Cooke retired as executive director last month, but not before leaving a swan song exhibit of a topic that is close to his heart: the once-hidden history of black jockeys who dominated thoroughbred horse racing in its early years. The best part, in his mind, is that this exhibit is permanent, meaning that visitors will continue to get an introduction to a history that never should have been forgotten.
"This going to rank as the second most satisfying exhibit of my four decades here, after China," Cooke said in a recent interview.
"Black Horsemen of the Kentucky Turf," starts with the earliest years of racing, when enslaved men from Kentucky first started riding thoroughbred racehorses, then quickly surged to the top of the sport. In the first Kentucky Derby run in 1875, thirteen of the fifteen jockeys were black, including the winner, Oliver Lewis on Aristides. Black jockeys won fifteen of the first twenty-eight Derbies. Isaac Murphy and Jimmy Winkfield, both of Lexington won the Derby several times each and became wealthy professional athletes.
But after Plessy v. Ferguson legalized "separate but equal" segregation, black horsemen were essentially pushed out of winners circles and relegated to positions of grooms and hotwalkers.
"If you look at the entire story, you're examining one microcosm of racism in America," Cooke said. "It was tragic."
The exhibit looks at people like Harry Lewis, a black horseman from Scott County who ended up with the racing rights to the famed stallion Lexington. He stands in a portrait by equine artist Edward Troye of a horse named Richard Singleton.
"Troye did us a hell of a favor because he did document some of the black horsemen," Cooke said. "It's the only visual record we have."
Cooke gives credit to historians like Yvonne Giles of Lexington, who uncovered much of the first information about black jockeys, and Katherine Mooney, author of "Race Horse Men: How Slavery and Freedom Were Made at the Race Track." Cooke has also set up a digital database of the black men and women of the horse industry, from jockeys to trainers to grooms.

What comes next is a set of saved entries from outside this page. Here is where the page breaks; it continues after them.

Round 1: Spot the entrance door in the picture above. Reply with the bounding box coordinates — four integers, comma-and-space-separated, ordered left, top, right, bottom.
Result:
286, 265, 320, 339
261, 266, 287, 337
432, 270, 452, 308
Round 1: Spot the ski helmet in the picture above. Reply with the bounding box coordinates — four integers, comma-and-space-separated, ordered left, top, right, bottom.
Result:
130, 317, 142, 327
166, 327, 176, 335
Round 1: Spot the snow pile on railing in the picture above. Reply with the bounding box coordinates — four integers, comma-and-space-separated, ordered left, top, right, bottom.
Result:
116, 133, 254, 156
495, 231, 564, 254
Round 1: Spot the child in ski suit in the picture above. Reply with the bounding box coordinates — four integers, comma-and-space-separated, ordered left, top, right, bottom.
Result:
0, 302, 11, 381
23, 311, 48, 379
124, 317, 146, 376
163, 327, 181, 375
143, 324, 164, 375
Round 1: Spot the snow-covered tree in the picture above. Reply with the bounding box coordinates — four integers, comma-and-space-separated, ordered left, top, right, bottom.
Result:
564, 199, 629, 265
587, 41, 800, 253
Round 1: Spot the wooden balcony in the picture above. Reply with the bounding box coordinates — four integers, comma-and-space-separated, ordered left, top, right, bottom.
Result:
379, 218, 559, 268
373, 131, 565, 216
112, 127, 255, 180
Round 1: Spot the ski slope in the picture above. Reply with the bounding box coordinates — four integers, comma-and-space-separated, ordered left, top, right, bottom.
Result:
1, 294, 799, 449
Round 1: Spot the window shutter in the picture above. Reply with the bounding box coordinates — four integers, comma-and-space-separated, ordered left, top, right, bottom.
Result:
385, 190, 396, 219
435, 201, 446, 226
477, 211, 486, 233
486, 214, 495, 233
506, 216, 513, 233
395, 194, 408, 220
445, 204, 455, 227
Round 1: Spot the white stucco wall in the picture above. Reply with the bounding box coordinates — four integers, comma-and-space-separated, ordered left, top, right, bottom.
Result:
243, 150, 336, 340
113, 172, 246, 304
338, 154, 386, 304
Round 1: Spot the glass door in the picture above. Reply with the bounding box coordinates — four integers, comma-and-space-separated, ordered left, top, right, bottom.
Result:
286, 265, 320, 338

The National Chronicle of African American Horsemen will be a complementary part of the exhibit.
This latest exhibit is yet another imprint that Cooke has made at the Horse Park, said former executive director John Nicholson.
"How Bill built and grew the museum was a vital component to the history of the horse park," Nicholson said.
The China exhibit in 2000 was part of what gave state officials the confidence to bid on what turned into the 2010 World Equestrian Games, the most important competition in the park's history.
The Black Horsemen exhibit is "the latest example of how Bill has used the horse as a vehicle to tell a larger story.," Nicholson said. "That's what the International Museum of the Horse has done since its inception ... Bill Cooke never let us forget what our real purpose was, to celebrate the bond between mankind and the horse."
The history of black horsemen is some of the most important in Kentucky, Cooke says, and more people need to know about it.
"If you look around at libraries and museums and other places of learning. there is absolutely no place a teacher could take a class and introduce them to what seems to be a pretty startling revelation — that the thoroughbred industry was built on the backs of black horsemen," Cooke said. "What I think the ultimate aim of this exhibit is, is to show young African-American children that there is a place in the horse industry for them."
If You Go
'Black Horsemen of the Kentucky Turf'
Where: International Museum of the Horse, Kentucky Horse Park, 4089 Ironworks Parkway
When: 9 a.m. to 5 p.m. daily
Admission: included with Kentucky Horse Park entry, $20 adults, $18 senior adults, $10 ages 6 to 12, free ages 5 and younger.